The other day I got an email from Steve, who recently started writing a food blog. He said some kind things about Words to Eat By, and then asked a question: “How did you promote your blog so well?” Perhaps he sent similar queries to other food bloggers, but it doesn’t take a whole lot of sweet-talking to get me to spill my guts. I was flattered and pleased to answer him. It turned out to be an interesting and thought-provoking exercise for me, since I don’t really feel like I’ve “promoted” my blog at all, and compared to many others I’m still a newbie at this myself. I haven’t pitched myself or received any press coverage (I was interviewed recently for the Toronto Globe and Mail—but who knows if I said anything pithy enough to make the final article), and while my number of daily visitors is growing steadily, it’s hardly up there with Clotilde’s. Regardless, though, I think my experience is probably pretty typical, and therefore, potentially illustrative. Since responding to Steve, I’ve given it some more thought, fleshed a few things out a little more, and added a new idea or two. Here, then, is my Food Blogging 101: the things I’ve done to “promote” Words to Eat By:

  • Leave comments in other people’s blogs—and by that I don’t mean “hey, come check out my blog.” I can’t speak for anyone else, but I find that kind of shilling rude and distasteful—if you don’t have something to say about a particular post, you shouldn’t be commenting there. What I mean is, if you’re reading a post and something in it speaks to you, leave a thoughtful comment about it. Odds are, at the very least that blogger will click through to see who you are, and you’ll likely get other readers as well. If you leave comments frequently enough on the same food blogs, eventually those bloggers will add you to their links lists.

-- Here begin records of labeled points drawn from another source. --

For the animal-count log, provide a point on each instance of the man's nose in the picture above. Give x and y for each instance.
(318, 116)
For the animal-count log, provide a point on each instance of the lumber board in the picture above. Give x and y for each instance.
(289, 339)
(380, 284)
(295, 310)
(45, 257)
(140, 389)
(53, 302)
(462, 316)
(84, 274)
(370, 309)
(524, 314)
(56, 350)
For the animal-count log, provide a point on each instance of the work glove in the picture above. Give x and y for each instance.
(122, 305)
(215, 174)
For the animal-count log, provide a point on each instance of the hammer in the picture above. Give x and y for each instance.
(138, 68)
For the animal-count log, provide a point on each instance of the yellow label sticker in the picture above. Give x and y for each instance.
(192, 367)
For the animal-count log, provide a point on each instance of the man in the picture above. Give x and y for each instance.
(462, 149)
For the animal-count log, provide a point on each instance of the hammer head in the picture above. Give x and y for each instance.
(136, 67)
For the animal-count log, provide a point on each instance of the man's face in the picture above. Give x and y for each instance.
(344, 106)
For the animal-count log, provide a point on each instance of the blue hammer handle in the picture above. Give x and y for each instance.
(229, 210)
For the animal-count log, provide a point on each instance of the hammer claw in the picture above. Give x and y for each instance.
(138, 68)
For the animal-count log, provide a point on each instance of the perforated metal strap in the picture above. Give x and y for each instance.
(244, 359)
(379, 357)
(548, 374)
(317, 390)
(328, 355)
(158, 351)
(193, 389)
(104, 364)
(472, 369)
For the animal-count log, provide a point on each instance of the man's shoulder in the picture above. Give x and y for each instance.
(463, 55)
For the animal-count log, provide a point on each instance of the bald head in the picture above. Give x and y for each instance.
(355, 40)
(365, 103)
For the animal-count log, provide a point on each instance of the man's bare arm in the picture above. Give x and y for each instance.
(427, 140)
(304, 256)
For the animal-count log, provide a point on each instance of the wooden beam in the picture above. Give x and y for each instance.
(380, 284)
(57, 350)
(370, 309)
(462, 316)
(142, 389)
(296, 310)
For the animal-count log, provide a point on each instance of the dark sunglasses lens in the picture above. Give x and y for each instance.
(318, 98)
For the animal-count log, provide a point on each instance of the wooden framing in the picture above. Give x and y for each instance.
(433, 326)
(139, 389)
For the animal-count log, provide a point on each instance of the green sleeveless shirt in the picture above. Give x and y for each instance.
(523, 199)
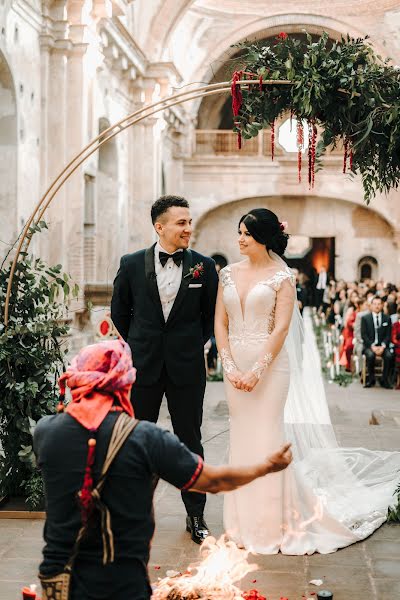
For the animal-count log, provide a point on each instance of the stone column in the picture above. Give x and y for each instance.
(145, 166)
(54, 72)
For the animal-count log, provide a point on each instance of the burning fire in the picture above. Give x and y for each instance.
(222, 566)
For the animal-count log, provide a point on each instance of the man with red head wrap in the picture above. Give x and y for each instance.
(71, 448)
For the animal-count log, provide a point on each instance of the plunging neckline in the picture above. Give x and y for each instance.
(251, 288)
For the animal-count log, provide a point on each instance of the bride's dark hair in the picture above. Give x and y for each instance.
(266, 229)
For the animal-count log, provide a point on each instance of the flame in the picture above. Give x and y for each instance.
(222, 566)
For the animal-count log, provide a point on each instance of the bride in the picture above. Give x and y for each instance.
(329, 497)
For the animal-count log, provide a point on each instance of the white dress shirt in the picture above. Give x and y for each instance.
(322, 277)
(168, 279)
(377, 323)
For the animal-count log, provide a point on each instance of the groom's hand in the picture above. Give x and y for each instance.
(234, 377)
(280, 460)
(247, 382)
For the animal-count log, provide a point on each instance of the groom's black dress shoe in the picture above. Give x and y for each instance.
(198, 528)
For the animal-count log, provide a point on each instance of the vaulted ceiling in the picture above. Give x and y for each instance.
(197, 34)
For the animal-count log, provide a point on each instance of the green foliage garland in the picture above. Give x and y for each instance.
(31, 359)
(394, 511)
(344, 88)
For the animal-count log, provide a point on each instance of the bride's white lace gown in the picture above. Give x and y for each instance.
(329, 497)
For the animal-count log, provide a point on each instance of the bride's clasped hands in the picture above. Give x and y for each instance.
(243, 381)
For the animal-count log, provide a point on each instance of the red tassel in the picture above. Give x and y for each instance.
(313, 151)
(239, 140)
(236, 92)
(85, 494)
(237, 99)
(273, 139)
(346, 148)
(310, 135)
(300, 144)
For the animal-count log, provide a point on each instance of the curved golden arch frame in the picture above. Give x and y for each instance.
(96, 143)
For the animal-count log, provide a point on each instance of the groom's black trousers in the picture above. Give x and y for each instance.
(185, 405)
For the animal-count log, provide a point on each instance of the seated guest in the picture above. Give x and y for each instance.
(116, 524)
(363, 309)
(346, 350)
(396, 344)
(376, 335)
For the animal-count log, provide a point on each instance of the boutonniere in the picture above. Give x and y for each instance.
(196, 272)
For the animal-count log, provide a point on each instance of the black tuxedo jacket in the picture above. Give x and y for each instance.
(368, 330)
(177, 343)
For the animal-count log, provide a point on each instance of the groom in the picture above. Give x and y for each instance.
(163, 305)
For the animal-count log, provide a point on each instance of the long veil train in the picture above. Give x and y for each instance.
(355, 485)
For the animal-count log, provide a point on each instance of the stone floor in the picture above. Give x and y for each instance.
(369, 570)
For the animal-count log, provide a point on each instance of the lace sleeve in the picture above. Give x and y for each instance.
(225, 276)
(281, 276)
(221, 323)
(285, 299)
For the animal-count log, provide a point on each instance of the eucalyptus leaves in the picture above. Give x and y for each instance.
(31, 359)
(351, 94)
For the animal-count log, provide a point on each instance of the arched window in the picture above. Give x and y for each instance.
(8, 157)
(367, 268)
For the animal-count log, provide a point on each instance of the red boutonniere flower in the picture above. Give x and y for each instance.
(196, 272)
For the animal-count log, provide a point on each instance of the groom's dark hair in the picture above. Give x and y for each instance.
(161, 205)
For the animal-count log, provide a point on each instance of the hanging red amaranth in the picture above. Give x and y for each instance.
(237, 99)
(309, 155)
(85, 494)
(313, 152)
(346, 149)
(300, 143)
(273, 140)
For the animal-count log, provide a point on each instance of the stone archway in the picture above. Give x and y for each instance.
(8, 157)
(357, 230)
(107, 209)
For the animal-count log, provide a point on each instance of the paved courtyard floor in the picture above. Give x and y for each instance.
(369, 570)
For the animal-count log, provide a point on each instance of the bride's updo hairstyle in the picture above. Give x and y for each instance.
(266, 229)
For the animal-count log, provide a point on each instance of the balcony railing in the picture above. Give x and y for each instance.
(220, 142)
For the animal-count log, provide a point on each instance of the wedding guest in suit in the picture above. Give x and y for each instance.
(376, 335)
(363, 309)
(301, 290)
(321, 285)
(396, 344)
(163, 305)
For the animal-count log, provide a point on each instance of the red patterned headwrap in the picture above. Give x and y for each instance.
(100, 376)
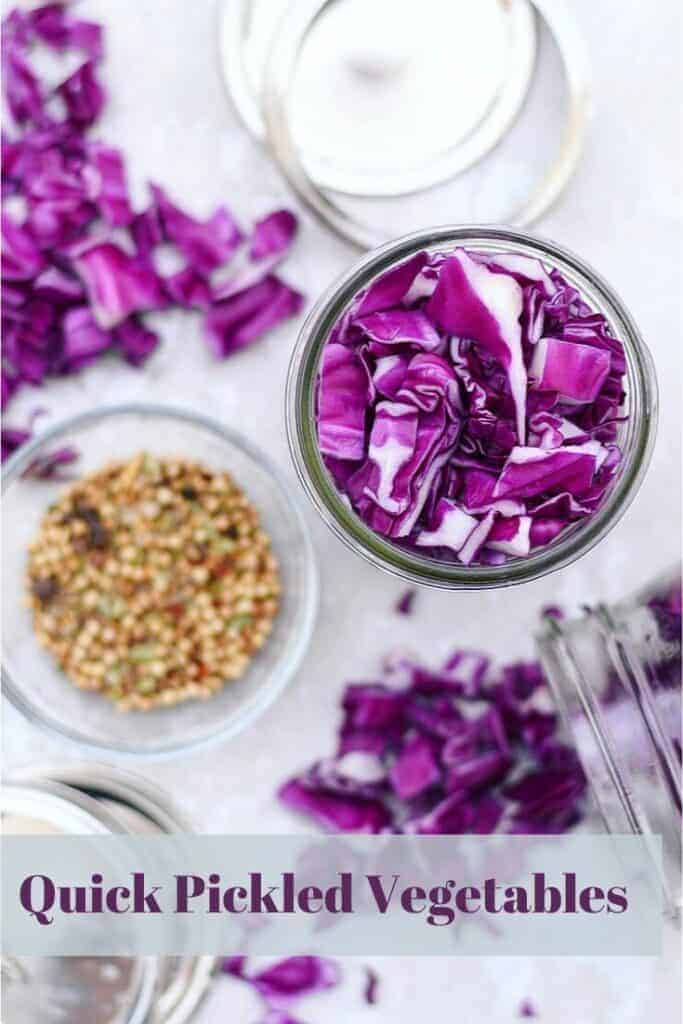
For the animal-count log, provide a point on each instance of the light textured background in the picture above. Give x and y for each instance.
(168, 112)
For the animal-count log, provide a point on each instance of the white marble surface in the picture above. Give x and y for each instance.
(169, 113)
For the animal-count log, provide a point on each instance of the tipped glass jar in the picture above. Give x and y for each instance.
(615, 674)
(89, 800)
(634, 416)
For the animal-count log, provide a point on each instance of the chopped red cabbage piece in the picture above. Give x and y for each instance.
(78, 260)
(342, 401)
(205, 245)
(238, 322)
(285, 982)
(272, 235)
(83, 338)
(575, 372)
(54, 26)
(83, 95)
(463, 749)
(469, 404)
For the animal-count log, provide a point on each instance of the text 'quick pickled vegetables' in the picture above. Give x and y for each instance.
(469, 406)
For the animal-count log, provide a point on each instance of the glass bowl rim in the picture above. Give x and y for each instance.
(297, 646)
(349, 527)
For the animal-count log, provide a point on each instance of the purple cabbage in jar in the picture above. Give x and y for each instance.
(469, 403)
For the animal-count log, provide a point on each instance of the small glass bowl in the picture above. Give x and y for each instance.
(636, 435)
(32, 680)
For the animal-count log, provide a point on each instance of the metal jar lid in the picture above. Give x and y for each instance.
(384, 98)
(89, 799)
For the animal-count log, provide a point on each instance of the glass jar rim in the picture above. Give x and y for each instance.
(301, 429)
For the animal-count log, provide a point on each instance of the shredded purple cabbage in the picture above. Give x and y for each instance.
(469, 403)
(461, 749)
(286, 982)
(79, 263)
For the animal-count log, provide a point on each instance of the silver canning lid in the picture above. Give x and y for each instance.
(381, 98)
(377, 58)
(87, 798)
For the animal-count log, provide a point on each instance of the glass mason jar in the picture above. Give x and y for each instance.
(635, 438)
(80, 799)
(615, 674)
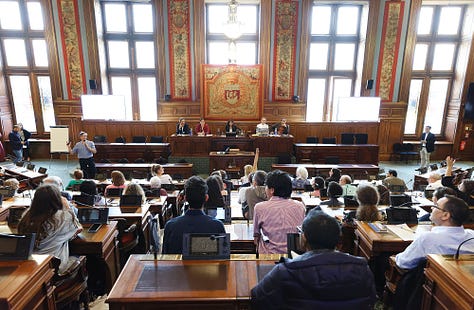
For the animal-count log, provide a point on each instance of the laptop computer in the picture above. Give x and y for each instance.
(114, 192)
(93, 215)
(83, 200)
(223, 214)
(130, 203)
(202, 246)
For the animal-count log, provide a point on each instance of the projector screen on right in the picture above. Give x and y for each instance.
(357, 109)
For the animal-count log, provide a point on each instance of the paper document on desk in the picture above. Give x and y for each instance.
(402, 231)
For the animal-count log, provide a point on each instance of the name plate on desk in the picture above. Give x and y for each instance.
(16, 247)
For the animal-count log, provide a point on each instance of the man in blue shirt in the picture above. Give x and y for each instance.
(85, 151)
(193, 221)
(16, 143)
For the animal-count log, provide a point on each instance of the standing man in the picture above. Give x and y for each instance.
(182, 128)
(427, 146)
(85, 151)
(17, 144)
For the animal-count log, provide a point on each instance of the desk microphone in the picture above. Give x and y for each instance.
(456, 256)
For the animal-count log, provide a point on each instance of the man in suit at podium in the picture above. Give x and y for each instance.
(427, 147)
(193, 221)
(182, 128)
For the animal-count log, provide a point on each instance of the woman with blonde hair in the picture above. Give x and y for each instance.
(118, 181)
(134, 189)
(368, 198)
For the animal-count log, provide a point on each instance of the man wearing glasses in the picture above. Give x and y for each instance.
(444, 238)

  • Taking the comments idea a step further, if you feel truly inspired by a post on someone else’s blog or make a recipe created by another blogger, write a post about it with a link. If enough people click through your link to the original post, that blogger may take notice of you and your blog.
  • Maintain a links list of your own—most of us look to see where our traffic is coming from, and if I see a lot of visitors being referred by a site I’m unfamiliar with, I’ll check it out. If I like it, I’ll add it to my own links list.
  • Participate in the food blogging events: Is My Blog Burning, Sugar High Friday, Paper Chef, etc. All of them involve written roundups at the end, in which that month’s host describes the entries received, with links. There’s even a site dedicated to keeping track of all of them, called Is My Blog Burning? (I’m hosting SHF this month, by the way—what better way to jump in?)
  • Write to Jarrett at Food Porn Watch and ask him to add you to his list. Are you familiar with it? It’s a site he runs that does automatic hourly updates, listing all the food porn sites with new postings. Quite a bit of my early traffic (most of it, really) came from here. There are other food blog aggregators as well—Food Blog Central, Food Blogs Live, listed on Is My Blog Burning.
  • Include your blog’s URL in your signature for any message boards you may frequent. Egullet is an extremely popular one for foodies, but I’m also active on one non-food-related message board and many of my readers come from clicking through my signature there.
  • And most importantly: Write new posts as often as possible. The more frequently you post, the more people will find you, and the more people will link to you. (Personally, I don’t like to add links to blogs that don’t have a lot of posts yet—people often lose energy for these things so I like to be sure that blog’ll be around a while.)

What have you done to “promote” your blog? I’d love to hear more ideas—feel free to post them in the comments section.